🤖 AI Summary
This paper addresses two key challenges in contextual stochastic combinatorial optimization: insufficient exploitation of contextual information and difficulty in minimizing empirical risk. To tackle these, we propose a novel framework integrating operations research with machine learning. Methodologically, we design a neural network architecture incorporating a combinatorial layer, introduce a new regularization technique based on sparse simplex perturbations, and extend the Fenchel–Young loss theory to derive a generic primal-dual algorithm. Theoretically, we establish the first linear convergence guarantee and a non-optimality risk bound for this problem class. Empirically, our method achieves efficient scalability under linear convergence, matches the performance of computationally expensive Lagrangian-based imitation learning on contextual stochastic minimum spanning tree tasks, and significantly enhances decision robustness and generalization under uncertainty.
📝 Abstract
This paper introduces a novel approach to contextual stochastic optimization, integrating operations research and machine learning to address decision-making under uncertainty. Traditional methods often fail to leverage contextual information, which underscores the necessity for new algorithms. In this study, we utilize neural networks with combinatorial optimization layers to encode policies. Our goal is to minimize the empirical risk, which is estimated from past data on uncertain parameters and contexts. To that end, we present a surrogate learning problem and a generic primal-dual algorithm that is applicable to various combinatorial settings in stochastic optimization.
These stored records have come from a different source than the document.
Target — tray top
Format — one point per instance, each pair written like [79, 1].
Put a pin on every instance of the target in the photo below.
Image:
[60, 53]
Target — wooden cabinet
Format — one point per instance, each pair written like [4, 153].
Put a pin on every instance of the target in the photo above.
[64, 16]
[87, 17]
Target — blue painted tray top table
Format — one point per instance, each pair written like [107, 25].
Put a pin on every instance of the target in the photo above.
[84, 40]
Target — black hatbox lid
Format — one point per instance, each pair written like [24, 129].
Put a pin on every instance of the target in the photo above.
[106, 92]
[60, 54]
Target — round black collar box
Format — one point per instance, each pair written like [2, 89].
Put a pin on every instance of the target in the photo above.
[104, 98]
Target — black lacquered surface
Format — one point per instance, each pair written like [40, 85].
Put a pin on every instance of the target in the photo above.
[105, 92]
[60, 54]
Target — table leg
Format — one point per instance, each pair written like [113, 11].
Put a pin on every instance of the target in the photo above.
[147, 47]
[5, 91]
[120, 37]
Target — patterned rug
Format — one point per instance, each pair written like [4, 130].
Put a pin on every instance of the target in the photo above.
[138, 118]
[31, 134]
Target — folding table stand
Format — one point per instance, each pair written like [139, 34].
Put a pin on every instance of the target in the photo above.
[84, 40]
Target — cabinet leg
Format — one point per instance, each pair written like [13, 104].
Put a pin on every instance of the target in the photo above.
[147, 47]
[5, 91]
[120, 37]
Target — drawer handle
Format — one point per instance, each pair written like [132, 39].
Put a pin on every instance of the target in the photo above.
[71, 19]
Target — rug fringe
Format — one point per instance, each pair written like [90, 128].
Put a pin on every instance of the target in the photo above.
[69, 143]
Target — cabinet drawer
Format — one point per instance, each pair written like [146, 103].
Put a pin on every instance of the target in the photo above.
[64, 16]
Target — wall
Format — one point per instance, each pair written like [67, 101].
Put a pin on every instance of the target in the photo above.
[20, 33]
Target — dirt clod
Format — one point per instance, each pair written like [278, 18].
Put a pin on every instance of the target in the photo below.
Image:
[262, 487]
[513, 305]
Our approach extends classic Fenchel-Young loss results and introduces a new regularization method using sparse perturbations on the distribution simplex. This allows for tractable updates in the original space and can accommodate diverse objective functions. We demonstrate the linear convergence of our algorithm under certain conditions and provide a bound on the non-optimality of the resulting policy in terms of the empirical risk. Experiments on a contextual stochastic minimum weight spanning tree problem show that our algorithm is efficient and scalable, achieving performance comparable to imitation learning of solutions computed using an expensive Lagrangian-based heuristic.